Ich mußte nun so heimdenken, und wußte Euch Lieben auf dem Wege zur Vesper, während ich nun heimging. Habe meine Lichtlein angesteckt, habe eine liebe Weihnachtsmusik eingestellt – und wollt in Deinen lieben Boten sehen – aber ich mußte in die Lichtlein schauen und in die Weisen lauschen — und hinblicken zu Dir! Die mit mir in das Strahlen der Kerzen schaute - oh Geliebte! Geliebte!!! Wieviel Freude hast Du mir mit deinem Bildnis geschenkt. Ich will Dir auch solch Spieglein unsrer Liebe schenken – Du! Du!!! ½ 8 Uhr war es, da müßt Ihr heimgekommen sein – hab ich das große Licht angesteckt und habe mir bescheren lassen. Oh Geliebte! Herzelein! Ich habe mich noch so gefreut über die Kleinigkeiten, wie Du sagen wirst. Über mein Nähtäschlein – Du, ich hab mich doch richtig gefreut darüber! Fein ist es. Und was alles drinsteckt. Überall die Spuren meines Schätzeleins. Und eine Schere – die bringe ich mit, daß ich Dir das Schwänzlein Übermut ein wenig stutze – Du! Du Herziges! – wo wächst es denn? – muß ich mal suchen – Du!!! Ein Metermaß auch – mit dem werd ich Dir müssen ein Röcklein zumessen, für Deine Streiche – Stollen anschneiden am zweiten Tag, vor Heiligabend – Du! das kostet viel Strafe!!! Ich glaub, mein liebs [sic] Weiberl braucht ein Mannerli, wird Zeit, daß es sich nach einem umtut, daß es einen Meister findet – aber nicht nur mit Strenge – Du!!! – ach Herzelein! Geliebte!!! voll Süßigkeit ist alle Liebe – und Süßigkeit ist im Grunde des Blümleins – süßes, heißes Verlangen ist zwischen uns – oh Geliebte! Geliebte!!! – wenn wir sie all erst pflücken dürfen, die süßen Früchte auch unsrer Liebe!!! Oh warte mein! warte mein!!! – und ich harre treulich Dein – mit Dir nur mag ich auch alle Süßigkeit der Liebe! – mag nur die Früchte, die in der Sonne unsrer Liebe reifen – nur sie sind wahrhaft süß – und edel – oh Herzelein! Herzelein!!! Ich muß Dich so soo liebhaben! Ich muß dir ewig treubleiben! Und bin so glücklich darum – sooo glücklich! Oh Herzelein! Der Sonnenstrahl kann sich gar nicht sattsehen an seinem Herzblümelein! Er muß sein Blümelein umhüllen und durchdringen mit seiner ganzen Kraft – oh Du! Du!!! mein Herzblümelein – ich lasse Dich nicht – ich weiche nicht von Dir – ich must Dich sooo liebhaben!!!

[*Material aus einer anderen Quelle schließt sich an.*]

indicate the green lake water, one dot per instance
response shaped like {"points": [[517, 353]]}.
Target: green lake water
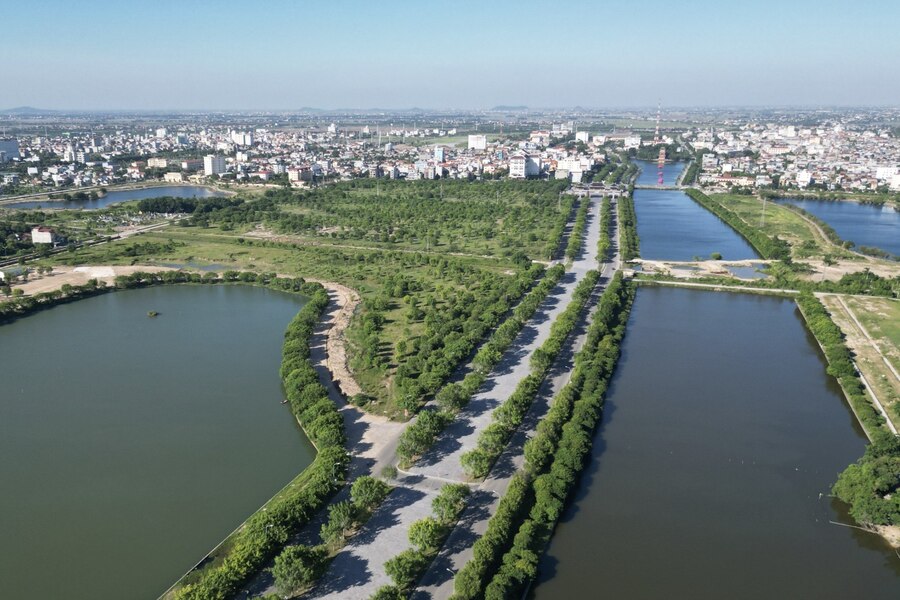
{"points": [[129, 445]]}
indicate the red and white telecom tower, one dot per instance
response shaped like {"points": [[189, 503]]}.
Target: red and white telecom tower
{"points": [[661, 161]]}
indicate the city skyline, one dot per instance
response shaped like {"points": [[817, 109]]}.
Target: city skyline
{"points": [[400, 55]]}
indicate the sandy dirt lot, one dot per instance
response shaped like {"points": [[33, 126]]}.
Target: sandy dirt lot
{"points": [[78, 276]]}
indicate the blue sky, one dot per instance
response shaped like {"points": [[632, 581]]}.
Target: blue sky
{"points": [[165, 54]]}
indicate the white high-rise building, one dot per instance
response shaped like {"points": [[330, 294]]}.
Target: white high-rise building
{"points": [[242, 139], [10, 147], [213, 164]]}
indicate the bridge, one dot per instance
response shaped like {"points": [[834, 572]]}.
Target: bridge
{"points": [[644, 186]]}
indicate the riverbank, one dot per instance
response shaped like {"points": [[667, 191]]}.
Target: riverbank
{"points": [[47, 196]]}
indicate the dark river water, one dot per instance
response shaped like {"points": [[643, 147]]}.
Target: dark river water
{"points": [[671, 226], [649, 174], [129, 445], [864, 224], [178, 191], [710, 472]]}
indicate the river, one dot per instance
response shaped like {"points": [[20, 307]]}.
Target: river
{"points": [[671, 226], [129, 445], [116, 196], [649, 174], [864, 224], [710, 471]]}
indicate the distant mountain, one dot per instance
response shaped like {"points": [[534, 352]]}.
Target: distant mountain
{"points": [[28, 111]]}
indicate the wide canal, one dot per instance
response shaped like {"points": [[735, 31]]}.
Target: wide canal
{"points": [[864, 224], [711, 470]]}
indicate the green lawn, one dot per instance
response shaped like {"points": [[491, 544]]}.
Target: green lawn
{"points": [[773, 219]]}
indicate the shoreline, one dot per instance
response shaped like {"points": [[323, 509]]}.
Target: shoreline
{"points": [[45, 196]]}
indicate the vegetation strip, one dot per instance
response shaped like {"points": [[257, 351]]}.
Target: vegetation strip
{"points": [[505, 558], [604, 244], [782, 276], [509, 415], [577, 235], [871, 486], [298, 567], [769, 248], [628, 228], [426, 536], [421, 434], [836, 239]]}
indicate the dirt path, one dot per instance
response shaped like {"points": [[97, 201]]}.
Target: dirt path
{"points": [[336, 345], [868, 359], [266, 234]]}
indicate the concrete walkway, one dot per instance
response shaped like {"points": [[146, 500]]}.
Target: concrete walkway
{"points": [[457, 551], [358, 570]]}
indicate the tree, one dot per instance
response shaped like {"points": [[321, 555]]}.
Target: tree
{"points": [[426, 534], [340, 519], [450, 502], [405, 568], [297, 567], [451, 398], [388, 592], [367, 492]]}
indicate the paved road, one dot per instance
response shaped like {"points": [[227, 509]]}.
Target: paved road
{"points": [[358, 570], [371, 441], [438, 580]]}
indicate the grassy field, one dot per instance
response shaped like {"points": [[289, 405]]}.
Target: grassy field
{"points": [[418, 307], [491, 218], [880, 318], [805, 240]]}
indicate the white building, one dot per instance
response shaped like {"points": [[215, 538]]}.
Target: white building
{"points": [[213, 164], [477, 142], [239, 138], [43, 235], [10, 147], [895, 183], [885, 173], [523, 166]]}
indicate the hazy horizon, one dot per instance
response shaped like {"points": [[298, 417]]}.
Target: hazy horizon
{"points": [[396, 55]]}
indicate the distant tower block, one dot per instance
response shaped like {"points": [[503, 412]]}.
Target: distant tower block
{"points": [[660, 163]]}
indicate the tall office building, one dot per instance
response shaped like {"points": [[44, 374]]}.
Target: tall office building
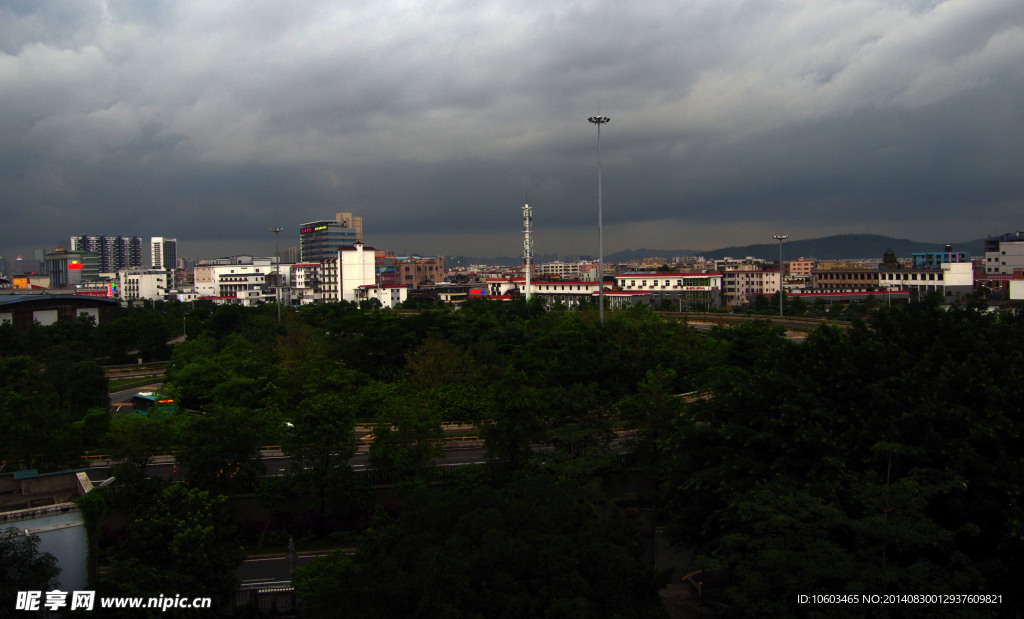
{"points": [[322, 240], [163, 253], [115, 252]]}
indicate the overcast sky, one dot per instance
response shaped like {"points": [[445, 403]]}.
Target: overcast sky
{"points": [[434, 120]]}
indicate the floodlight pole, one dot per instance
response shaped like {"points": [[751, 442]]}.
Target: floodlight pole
{"points": [[276, 279], [780, 238], [599, 120]]}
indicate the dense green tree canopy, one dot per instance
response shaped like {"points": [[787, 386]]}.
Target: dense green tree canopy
{"points": [[535, 548]]}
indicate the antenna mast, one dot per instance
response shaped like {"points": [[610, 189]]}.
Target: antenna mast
{"points": [[527, 243]]}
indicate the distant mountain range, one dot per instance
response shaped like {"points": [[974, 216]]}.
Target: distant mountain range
{"points": [[825, 248]]}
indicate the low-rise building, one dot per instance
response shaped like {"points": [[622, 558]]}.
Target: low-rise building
{"points": [[41, 505], [683, 290], [741, 285], [137, 284], [845, 280], [951, 280]]}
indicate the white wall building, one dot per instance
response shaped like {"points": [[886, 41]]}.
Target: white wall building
{"points": [[246, 283], [683, 289], [389, 296], [951, 280], [305, 283], [163, 253], [343, 276], [135, 284], [739, 287], [1005, 253]]}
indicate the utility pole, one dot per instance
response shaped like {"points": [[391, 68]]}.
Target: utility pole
{"points": [[599, 120]]}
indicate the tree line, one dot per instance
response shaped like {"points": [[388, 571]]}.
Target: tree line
{"points": [[882, 458]]}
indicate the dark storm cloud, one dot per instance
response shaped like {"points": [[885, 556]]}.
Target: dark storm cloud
{"points": [[211, 121]]}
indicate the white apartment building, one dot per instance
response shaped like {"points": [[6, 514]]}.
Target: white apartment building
{"points": [[305, 283], [353, 267], [137, 284], [584, 270], [1005, 253], [950, 279], [243, 283], [163, 253], [684, 290], [389, 296], [568, 292], [739, 287]]}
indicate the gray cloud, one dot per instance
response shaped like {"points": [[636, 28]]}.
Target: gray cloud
{"points": [[213, 121]]}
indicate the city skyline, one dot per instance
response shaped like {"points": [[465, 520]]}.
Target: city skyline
{"points": [[731, 122]]}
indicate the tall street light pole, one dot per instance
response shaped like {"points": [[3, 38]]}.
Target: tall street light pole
{"points": [[599, 120], [276, 279], [780, 238]]}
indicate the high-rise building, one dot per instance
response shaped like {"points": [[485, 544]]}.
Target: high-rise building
{"points": [[115, 252], [70, 269], [322, 240], [163, 252]]}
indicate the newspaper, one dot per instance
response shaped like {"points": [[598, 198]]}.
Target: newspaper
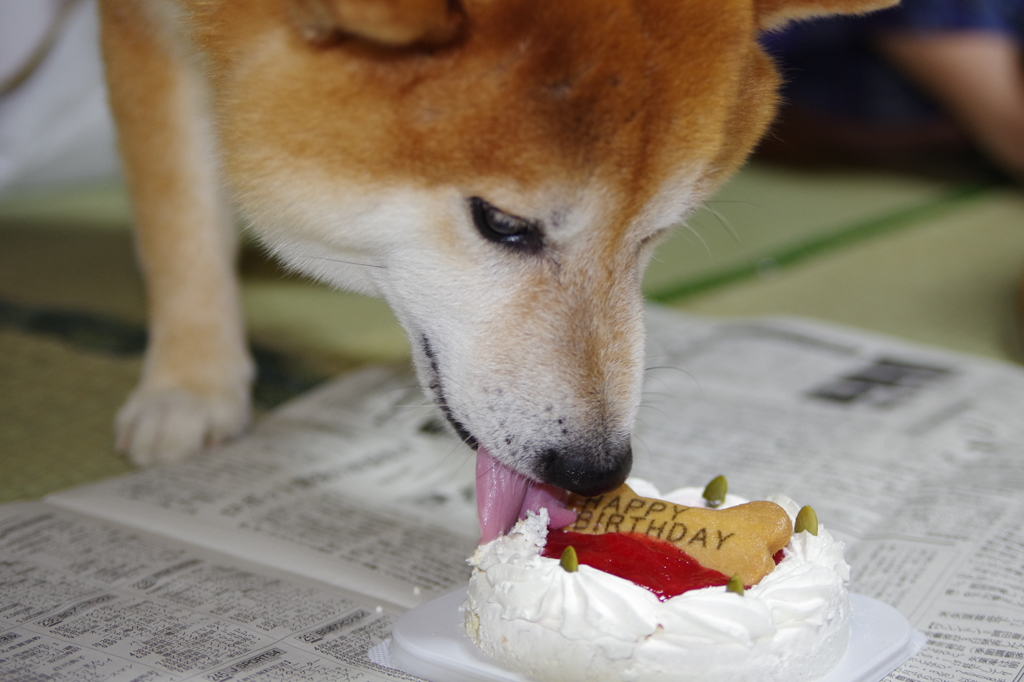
{"points": [[290, 553]]}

Ach Herzelein! Ich habe doch schon darauf gewartet, daß Du mir von Deiner Sehnsucht schreibst, die auch bei mir so mächtig war. Der Donnerstagbote mußte mir Nachricht bringen. Im Mittwochboten erkannte ich sie noch nicht, aber der Donnerstagbote brachte sie mir doch wirklich. Oh Geliebte!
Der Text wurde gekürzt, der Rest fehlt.